Take a look at the burner on my forge in the pic below.  There is a wire welding tip inside the reducing T that pushes the propane into the main tube at high pressure.  The propane rushing past the open part of the T pulls in air (with enough oxygen to do what we need).  The flare on the other end can't be seen, but the end result is a nice hot blue flame.  Looks yellow in the pic, as the inside of the forge is so hot it's incandessing yellow.  
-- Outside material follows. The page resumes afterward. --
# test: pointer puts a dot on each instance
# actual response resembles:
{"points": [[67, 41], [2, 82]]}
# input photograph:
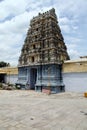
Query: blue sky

Way overkill for your app, but maybe you can get ideas from it.  The high pressure going past the opening for the air is important.  One, it keeps the gas from coming out there and burning like yours is, and the high speed draws in air, which you need.

Hope that helps.


----------



## fastcat (Jan 30, 2008)

another option. can this part of the turkey fryer burner be inside of the firebox or does it need to be outside of the fire box. i notice that on the afterburners the air intake holes are on the inside of the firebox and they are basicly a nicer turkey fryer burner.


----------



## welder (Jan 30, 2008)

Using the MIG tip for an orfice is a wonderful ideal. I would never thought of using one. Thanks


----------



## walking dude (Jan 30, 2008)

invader q.........pratice DOES make perfect


----------



## fastcat (Jan 31, 2008)

here is what i ended up doing.


----------



## badss (Jan 31, 2008)

cool....gotta shot of the whole unit?


----------



## invader q (Jan 31, 2008)

Your the first person that translated my sig.


----------



## invader q (Jan 31, 2008)

Fastcat, you have a good source for those burners?


----------



## fastcat (Jan 31, 2008)

what do u mean


----------



## chadpole (Feb 2, 2008)

Fastcat.....that is a very good solution. One thing you still need to do is open up your air intake all the way and get that yellow out of your flame. A gas flame that is yellow is bad......bad......bad....OK? Even if you are lighting logs you don't want a pile of black soot coming out onto your wood. It still has a terrible taste and will make your meat taste that way too. Another problem I see is the burner is going to get clogged up with ash in the fire holes. Having said that I still think the black pipe is still your best burner. Get the wood burning and pull it out before the wood burns down. Hope it works out for you.


----------



## richtee (Feb 2, 2008)

No, just the first to mention it  ;{)


----------



## steve-o420 (Jul 20, 2011)

I used a log lighter for a home fireplace.


----------